Florence Brochoire | Résidence 2019-03-21T17:15:52+02:00

Florence Brochoire | Résidence

LES PÊCHEURS À PORT-GUILLAUME – DIVES

Nichée entre Cabourg et Houlgate, Dives-sur-Mer ne ressemble pourtant ni à l’une ni à l’autre. Tout dans cette ville, moins balnéaire que ses voisines, nous ramène au port et à la pêche, notamment sa halle aux poissons. Les pêcheurs encore actifs sont régulièrement sous les feux de l’actualité à propos des conflits avec leurs homologues anglais. Mais que sait-on de leur quotidien entre action et fatigue, travail et patience, force et fragilité ? Que connaît-on de leur métier difficile, de leur emploi du temps décalé, de leurs femmes qui vendent la pêche de la nuit ? Que se passe-t-il à bord des chalutiers – le « Tréhic », le « Copernic », le « Neptune » ou encore le « No-Limit » ?

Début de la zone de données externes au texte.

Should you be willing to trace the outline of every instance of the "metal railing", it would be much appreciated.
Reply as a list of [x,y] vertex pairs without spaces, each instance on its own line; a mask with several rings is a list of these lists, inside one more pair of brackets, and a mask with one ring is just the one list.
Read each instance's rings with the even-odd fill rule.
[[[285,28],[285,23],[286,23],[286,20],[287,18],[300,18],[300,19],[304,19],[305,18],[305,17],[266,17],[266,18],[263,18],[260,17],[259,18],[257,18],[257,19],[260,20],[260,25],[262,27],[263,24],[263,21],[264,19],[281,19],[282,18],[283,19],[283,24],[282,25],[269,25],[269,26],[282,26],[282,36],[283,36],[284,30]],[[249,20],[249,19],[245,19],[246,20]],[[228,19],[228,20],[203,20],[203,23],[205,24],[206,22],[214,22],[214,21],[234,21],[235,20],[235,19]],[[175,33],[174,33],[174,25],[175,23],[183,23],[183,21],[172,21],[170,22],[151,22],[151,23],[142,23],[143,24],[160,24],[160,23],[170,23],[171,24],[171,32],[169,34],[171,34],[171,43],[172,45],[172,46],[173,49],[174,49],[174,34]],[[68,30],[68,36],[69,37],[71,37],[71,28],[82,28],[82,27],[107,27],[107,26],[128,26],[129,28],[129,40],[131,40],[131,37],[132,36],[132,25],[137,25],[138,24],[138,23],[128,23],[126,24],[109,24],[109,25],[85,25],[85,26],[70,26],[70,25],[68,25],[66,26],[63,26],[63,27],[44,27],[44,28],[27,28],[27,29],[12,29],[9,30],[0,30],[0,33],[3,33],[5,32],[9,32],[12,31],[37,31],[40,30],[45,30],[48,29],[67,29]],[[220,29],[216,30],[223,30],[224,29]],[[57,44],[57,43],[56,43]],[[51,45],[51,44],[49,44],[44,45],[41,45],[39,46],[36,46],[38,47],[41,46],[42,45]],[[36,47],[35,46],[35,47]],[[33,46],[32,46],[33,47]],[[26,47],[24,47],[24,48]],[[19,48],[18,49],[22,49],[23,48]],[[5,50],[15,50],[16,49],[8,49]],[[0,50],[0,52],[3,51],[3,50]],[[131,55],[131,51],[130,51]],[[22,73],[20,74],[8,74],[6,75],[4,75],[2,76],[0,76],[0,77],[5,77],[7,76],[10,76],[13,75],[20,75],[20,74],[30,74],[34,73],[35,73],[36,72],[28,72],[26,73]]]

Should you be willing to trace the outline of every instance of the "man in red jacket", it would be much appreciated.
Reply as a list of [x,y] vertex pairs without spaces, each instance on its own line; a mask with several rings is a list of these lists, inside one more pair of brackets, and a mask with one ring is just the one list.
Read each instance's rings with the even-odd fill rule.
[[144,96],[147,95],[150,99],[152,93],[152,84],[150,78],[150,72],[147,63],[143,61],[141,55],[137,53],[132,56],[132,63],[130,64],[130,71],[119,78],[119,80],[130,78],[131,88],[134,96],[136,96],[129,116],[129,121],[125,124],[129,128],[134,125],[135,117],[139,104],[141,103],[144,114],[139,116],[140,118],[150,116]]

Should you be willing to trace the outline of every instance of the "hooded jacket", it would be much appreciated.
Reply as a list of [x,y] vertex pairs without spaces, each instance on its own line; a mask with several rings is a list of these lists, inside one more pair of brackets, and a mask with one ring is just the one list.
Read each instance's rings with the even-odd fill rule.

BIO | Passionnée par l’image et ses possibilités de rendre sensible toutes sortes de réalités, Florence Brochoire suit des études de montage et de réalisation documentaire. En parallèle, elle réalise ses premiers reportages photographiques. Ses travaux personnels sont axés sur l’humain, ses forces, ses fragilités et les complexités qui lient les hommes entre eux. Elle devient photographe indépendante en 2001. Trois fils conducteurs guident son travail : l’enfermement, la notion de transmission et l’engagement des femmes. Sa formation l’amène à réaliser des films alliant images fixes, sons et/ou vidéo.

Florence-Brochoire

ÊTRE FEMME PHOTOGRAPHE
« Nous nous éloignons de la génération machiste des « multi-poches » et constatons une plus grande sensibilité à la féminisation de la profession. Chez les jeunes photographes, elle paraît naturelle. Mais les discours des institutions et des médias sont insuffisants. Face à ce constat, ce festival permet de poser un acte concret. Il donne à voir des travaux qui resteraient peut-être dans l’ombre. En abordant le microcosme de la pêche à Dives avec pudeur et esthétisme, je souhaite redonner de la contemporanéité à ces métiers de la pêche et à ces hommes et femmes qui en vivent. »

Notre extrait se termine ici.